As Largo Winch continues, Jean Van Hamme has begun to introduce small elements of continuity, and further to pick up on what might have been throwaway elements from previous books. In The Hour of the Tiger Winch desperately required help to free his friend Simon Ovronnaz from the clutches of abductors deep within Myanmar. His only option was to agree to return a favour, which would be called in at a later date. That day has come.

The W Group are on the verge of signing a significant business deal in China, but the Chinese consider it matter of respect that for a deal so substantial Winch himself is the signatory. Van Hamme simultaneously reveals this is a form of trap, without noting the specifics. Unfortunately for the group, Winch has secluded himself, and the sole form of communication is via carrier pigeon. Van Hamme works this well into the plot, and Winch eventually flies to Hong Kong, remembering the last time he was in Chinese territory as he does so.

As Largo Winch stories are serialised in two parts, let’s just say that at the end of the book the trap has been sprung, Largo is a captive, and under the control of someone he’d prefer never to have seen again. Van Hamme is an expert at delivering the shocking cliffhanger, and anyone familiar with the series will want to head straight for The Way and the Virtue and the conclusion.

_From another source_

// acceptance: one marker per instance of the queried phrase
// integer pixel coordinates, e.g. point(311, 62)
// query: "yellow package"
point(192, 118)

Philippe Francq’s art is, as ever, sumptuous. He packs the pages with glorious landscapes and cityscapes, never skimping on detail, yet is equally at home when illustrating a conversation, or an action set piece. His cast are well characterised, and instantly distinguishable.

Van Hamme’s also giving the cast a little more than surface depth, building an antagonism between the dissolute Ovronnaz and straight-laced W Group executive Cocharane: “What’s going on Mr Administrator? Have you been sent to prison for tax fraud again?” Silky, introduced in The Law of the Dollar, is increasingly predatory, and there’s a return for Dutch Police Inspector Marjan Texel from The Dutch Connection.

The peculiar title, by the way, has a relevance that makes sense when reading.